Foka Mapagne
Sur l’axe Bol-N’Djamena, les transporteurs ont dû revoir complètement leur organisation. Les déplacements de nuit, autrefois fréquents, sont désormais interdits. Pour continuer à travailler, ils n’ont d’autre choix que de s’adapter aux nouveaux horaires fixés par les autorités.
« Avant l’instauration de l’état d’urgence, nous pouvions rouler librement la nuit, ce qui facilitait le transport des personnes et des marchandises. Désormais, avec les restrictions de circulation et le couvre-feu, ce n’est plus possible. Mais nous respectons scrupuleusement la mesure », témoigne Mahamat, un transporteur.
Chaque matin, ceux qui chargent leurs marchandises à Bol prennent désormais la route dès les premières heures du jour.

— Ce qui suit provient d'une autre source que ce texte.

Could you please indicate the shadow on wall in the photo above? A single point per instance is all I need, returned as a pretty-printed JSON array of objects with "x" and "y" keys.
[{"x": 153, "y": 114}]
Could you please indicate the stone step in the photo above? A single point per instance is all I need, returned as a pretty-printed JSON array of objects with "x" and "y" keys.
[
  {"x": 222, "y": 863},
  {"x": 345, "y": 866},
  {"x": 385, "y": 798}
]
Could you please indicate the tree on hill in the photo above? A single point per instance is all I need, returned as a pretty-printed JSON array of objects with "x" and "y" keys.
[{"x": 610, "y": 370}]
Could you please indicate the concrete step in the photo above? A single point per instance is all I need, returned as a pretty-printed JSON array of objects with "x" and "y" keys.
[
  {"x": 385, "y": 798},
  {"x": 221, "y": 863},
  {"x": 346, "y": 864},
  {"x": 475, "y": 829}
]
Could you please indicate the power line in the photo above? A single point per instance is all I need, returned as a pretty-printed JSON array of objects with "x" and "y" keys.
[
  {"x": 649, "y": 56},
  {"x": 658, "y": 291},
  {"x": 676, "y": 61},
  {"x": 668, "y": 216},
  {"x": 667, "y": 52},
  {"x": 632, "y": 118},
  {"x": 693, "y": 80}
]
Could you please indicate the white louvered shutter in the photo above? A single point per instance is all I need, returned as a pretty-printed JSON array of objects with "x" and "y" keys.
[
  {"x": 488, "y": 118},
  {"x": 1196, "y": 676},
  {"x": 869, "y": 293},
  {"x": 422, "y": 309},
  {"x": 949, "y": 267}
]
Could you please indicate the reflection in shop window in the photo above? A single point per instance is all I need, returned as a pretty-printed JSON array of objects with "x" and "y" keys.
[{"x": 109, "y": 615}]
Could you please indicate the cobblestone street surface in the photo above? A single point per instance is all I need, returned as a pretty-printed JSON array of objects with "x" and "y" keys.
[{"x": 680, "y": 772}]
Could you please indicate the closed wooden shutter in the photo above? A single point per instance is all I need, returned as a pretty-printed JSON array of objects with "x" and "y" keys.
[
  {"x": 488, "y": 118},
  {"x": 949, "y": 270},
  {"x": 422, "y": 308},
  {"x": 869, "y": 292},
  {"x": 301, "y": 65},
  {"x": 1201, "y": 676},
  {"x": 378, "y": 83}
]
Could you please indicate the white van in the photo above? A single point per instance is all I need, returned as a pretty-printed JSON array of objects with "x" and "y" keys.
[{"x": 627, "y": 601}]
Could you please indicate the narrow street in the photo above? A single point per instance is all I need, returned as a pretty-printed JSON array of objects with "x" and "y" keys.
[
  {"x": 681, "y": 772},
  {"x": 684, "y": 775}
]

Mais entre les contrôles renforcés pour barrer le chemin à l’insécurité et le mauvais état de la route, le temps mis sur les trajets s’allonge. Pour les produits périssables, chaque heure de retard représente une perte supplémentaire.
« Nous arrivons souvent tard à destination. Certaines marchandises se détériorent avant même d’être vendues », regrette le conducteur.
Sur les rives du Lac Tchad, les habitudes des pêcheurs ont également changé. Activité vitale pour l’économie locale, la pêche est aujourd’hui perturbée par la réduction des heures de travail et la diminution des espaces causés par l’insécurité et les mesures liées à l’état d’urgence entré en vigueur il y a un mois.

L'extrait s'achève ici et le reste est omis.